Aria in Budapest features rooms dedicated to musical talent, from Beethoven to the Beatles
'World's Best Hotel 2017' shows its class
Since winning the accolade of World’s Best Hotel 2017 from among the millions of reviews posted annually on the Tripadvisor website, Budapest’s Aria hotel has received a steady stream of visits from fellow hoteliers trying to figure out just what it has got right.
"We’ve seen quite a lot of them," says the general manager Zoltan Kecskemethy. "We are happy to do so and don’t have anything to hide."
A 49-room boutique property in the heart of this beautiful European capital city, Aria is designed around a musical theme with rooms dedicated to individual artists, from Beethoven to the Beatles, grouped into four wings: classical; jazz; opera; and contemporary.
Guests enter the hotel along a walkway that is a flight of piano keys leading up to a space-age grand piano designed for a Budapest exhibition held in 2015, the same year the hotel opened, and the keys continue upwards on to two curved TV-screens in a final design flourish.
It is all very theatrical but still rather small and cosy. That is how founder and co-owner Henry Kallan likes his hotels of which he has three in New York as well as the Prague Aria and Hotel X in Toronto.
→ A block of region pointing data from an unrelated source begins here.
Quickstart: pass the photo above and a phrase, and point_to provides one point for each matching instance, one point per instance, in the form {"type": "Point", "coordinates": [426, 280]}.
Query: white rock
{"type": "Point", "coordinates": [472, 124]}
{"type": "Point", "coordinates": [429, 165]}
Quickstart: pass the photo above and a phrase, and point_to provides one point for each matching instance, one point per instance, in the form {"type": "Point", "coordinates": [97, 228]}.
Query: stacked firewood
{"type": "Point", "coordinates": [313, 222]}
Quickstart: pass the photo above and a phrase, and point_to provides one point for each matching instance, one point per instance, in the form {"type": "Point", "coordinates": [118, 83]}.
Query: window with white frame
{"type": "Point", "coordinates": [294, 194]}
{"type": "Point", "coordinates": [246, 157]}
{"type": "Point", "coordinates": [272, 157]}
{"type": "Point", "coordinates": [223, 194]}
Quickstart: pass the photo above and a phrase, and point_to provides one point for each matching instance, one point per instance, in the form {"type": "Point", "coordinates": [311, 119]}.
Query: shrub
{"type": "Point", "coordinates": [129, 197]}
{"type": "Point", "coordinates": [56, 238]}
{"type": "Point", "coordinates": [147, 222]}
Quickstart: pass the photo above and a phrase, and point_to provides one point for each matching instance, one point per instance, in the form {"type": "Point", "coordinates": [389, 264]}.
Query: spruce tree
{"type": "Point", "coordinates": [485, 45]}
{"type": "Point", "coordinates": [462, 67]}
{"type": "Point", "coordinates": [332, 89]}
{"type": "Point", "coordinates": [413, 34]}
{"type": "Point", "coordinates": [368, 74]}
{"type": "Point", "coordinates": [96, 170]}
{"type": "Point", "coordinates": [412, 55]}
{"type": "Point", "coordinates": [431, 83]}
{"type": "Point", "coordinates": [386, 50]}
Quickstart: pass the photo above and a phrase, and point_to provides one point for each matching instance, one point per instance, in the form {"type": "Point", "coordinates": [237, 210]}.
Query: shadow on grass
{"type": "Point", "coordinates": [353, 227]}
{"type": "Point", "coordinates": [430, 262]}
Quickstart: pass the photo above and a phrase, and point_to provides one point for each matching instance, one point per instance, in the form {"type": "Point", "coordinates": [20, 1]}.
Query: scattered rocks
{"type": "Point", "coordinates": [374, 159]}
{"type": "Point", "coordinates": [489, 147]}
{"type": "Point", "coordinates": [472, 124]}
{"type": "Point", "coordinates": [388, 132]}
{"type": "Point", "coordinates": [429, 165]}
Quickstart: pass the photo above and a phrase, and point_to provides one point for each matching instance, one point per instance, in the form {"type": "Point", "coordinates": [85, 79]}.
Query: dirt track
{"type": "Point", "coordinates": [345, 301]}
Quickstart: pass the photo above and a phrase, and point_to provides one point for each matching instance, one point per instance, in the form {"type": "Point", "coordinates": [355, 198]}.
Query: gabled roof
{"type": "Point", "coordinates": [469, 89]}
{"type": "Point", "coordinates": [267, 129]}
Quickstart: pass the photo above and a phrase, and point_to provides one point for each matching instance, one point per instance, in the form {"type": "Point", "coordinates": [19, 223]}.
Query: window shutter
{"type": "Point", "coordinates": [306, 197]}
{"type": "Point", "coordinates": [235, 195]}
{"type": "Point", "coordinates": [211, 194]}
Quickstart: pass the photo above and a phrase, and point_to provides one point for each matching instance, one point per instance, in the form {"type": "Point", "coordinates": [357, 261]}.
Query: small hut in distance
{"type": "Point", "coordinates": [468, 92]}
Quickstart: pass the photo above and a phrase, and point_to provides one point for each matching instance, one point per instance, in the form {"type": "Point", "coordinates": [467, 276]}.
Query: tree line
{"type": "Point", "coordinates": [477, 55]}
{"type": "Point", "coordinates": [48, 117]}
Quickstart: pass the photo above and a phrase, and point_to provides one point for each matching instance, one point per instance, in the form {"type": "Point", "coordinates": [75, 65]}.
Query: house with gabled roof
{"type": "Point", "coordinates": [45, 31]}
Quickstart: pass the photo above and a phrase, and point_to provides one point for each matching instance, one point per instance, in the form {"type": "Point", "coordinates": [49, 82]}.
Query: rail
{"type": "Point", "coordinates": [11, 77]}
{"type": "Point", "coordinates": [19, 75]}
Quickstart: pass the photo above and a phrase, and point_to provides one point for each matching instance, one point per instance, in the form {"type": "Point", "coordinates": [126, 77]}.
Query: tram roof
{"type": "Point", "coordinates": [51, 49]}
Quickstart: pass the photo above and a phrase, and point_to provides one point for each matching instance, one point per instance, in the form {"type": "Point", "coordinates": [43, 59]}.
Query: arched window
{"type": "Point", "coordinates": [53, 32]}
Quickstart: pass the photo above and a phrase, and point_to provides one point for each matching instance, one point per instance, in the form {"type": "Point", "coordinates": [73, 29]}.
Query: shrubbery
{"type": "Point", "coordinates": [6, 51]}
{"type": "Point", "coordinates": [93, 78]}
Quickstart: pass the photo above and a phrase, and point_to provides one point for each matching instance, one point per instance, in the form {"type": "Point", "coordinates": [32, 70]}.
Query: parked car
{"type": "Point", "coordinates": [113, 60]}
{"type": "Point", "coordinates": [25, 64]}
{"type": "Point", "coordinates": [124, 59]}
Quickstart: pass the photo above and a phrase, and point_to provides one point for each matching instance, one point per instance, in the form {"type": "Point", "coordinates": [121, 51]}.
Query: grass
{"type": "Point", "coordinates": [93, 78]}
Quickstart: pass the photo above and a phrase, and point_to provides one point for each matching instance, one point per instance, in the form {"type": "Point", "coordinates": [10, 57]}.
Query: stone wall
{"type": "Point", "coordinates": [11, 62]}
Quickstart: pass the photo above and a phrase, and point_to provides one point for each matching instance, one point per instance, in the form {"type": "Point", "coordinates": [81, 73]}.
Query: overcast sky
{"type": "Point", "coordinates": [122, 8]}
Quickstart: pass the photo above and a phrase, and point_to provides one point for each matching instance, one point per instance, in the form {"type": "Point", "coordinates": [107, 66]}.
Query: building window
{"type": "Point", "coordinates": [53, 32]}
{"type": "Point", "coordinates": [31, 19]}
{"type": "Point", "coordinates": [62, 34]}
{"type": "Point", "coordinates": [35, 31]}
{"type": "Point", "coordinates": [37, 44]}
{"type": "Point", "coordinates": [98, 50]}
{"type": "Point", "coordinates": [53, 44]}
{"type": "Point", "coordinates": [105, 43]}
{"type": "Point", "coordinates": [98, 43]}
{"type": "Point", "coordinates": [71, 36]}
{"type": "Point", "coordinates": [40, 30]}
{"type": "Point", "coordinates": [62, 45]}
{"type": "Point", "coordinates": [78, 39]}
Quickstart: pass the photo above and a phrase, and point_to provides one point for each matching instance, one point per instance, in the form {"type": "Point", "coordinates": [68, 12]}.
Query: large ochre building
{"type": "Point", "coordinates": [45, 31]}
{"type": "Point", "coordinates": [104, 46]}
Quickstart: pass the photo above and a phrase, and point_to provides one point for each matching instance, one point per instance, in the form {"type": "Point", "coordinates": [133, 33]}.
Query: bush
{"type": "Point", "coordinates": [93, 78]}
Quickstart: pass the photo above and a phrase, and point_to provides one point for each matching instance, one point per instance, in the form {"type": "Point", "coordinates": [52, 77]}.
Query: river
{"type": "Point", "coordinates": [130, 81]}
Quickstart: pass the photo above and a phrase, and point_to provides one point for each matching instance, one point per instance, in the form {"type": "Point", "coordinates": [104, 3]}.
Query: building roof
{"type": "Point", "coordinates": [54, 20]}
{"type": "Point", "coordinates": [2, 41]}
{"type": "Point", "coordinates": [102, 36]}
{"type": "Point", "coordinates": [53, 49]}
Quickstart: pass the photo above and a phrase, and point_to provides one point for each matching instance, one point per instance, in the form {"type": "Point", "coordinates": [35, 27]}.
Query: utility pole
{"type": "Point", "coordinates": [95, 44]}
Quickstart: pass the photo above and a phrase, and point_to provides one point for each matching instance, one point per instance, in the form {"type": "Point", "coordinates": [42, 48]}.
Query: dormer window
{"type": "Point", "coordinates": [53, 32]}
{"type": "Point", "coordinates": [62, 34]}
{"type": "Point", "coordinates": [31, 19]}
Daily free cheese and wine parties in the lobby from 4pm to 6pm are also popular.
Mr Kallan was born in the Czech borderlands of Hungary and emigrated to New York in 1968, working his way up from bellboy to hotelier, becoming a general manager at just 27.
"It’s all about personalised service and making guests happy," says Mr Kecskemethy, 29. "All our New York hotels are in the Top 10 on Tripadvisor and I think this is the key to our success."
So, think the highest New York service standards transplanted into central Europe - quick, efficient, friendly and always available.
Nonetheless, the hotel itself is an impressive building and cost more than US$50 million to build, or over $1m per room. Early in its construction the existing structure was found to be too weak to support the weight of the building so it all came down, and was rebuilt from scratch to match the original.
This was clearly an unexpected additional expense, but the architect then did not have to compromise on the interior space in the way that an older building would have required.
The basement spa, for example, is far more spacious than you would usually find in a boutique hotel and has high ceilings. There is a small swimming pool and jacuzzi.
And the use of glass walls in the treatment, infra-red and sauna rooms makes the subterranean spa far less claustrophobic than they often can be, albeit the two-treadmill gym might be regarded as insufficient by some guests.
Rooms themed to individual musicians really rock or soothe, depending on your choice of music. A Samsung TV placed in a fireplace greets guests on arrival with flickering flames and plays the music of the room’s artist on the in-room hifi system. This also follows into the oryx marble bathroom.
Otherwise, there is not much that is especially unusual about the five-star bedrooms apart from a few ecclectic light fittings and splashes of strong colour, both typical of modern Hungarian designers.
It is all personalised, however. The mini-bar is filled to guests' specification without annoying autocharging. Room service is available but hardly used, according to Mr Kecskemethy.
Water or soft drinks are only €3 (Dh13) and a club sandwich and fries €7.70. The hotel staff can clean and press a shirt in an hour for €6.50. Free high-speed Wi-Fi clocks up 10mbps.
There are two PCs with printers at the back of the hotel music director’s library of CDs and DVDs, together with complimentary coffee and tea, fresh fruit and water.
Three meeting rooms are available for €1,500: Teatro, a mini-theatre, seats 70, the Pavilion 65 and the Library 35. If this might seem an unlikely business hotel that is far from the truth.
For entertaining in style there is the SkyBar for drinks and snacks with superlative views over roof-tops of Budapest and its landmarks. But I was surprised by the lack of a signature restaurant, although it is surrounded by excellent fine dining establishments
And I suppose it is Budapest’s status as a rising star destination that is the final secret to this hotel’s success. Overall visitor numbers to the city are up 12.5 per cent this year, though only 3.4 per cent in the five-star segment due to a lack of capacity.
Middle East guests appear to like the Aria, and so far in 2017 a total of 973 have stayed and it looks likely to comfortably exceed the 1,387 of last year. Rooms prices from €247 are also very reasonable for a luxury boutique hotel.
But the hotel has that special star quality that you have to experience yourself to understand. And who knows, you might bump into Kylie Minogue at the reception. The Australian pop star stayed at the Aria incognito recently.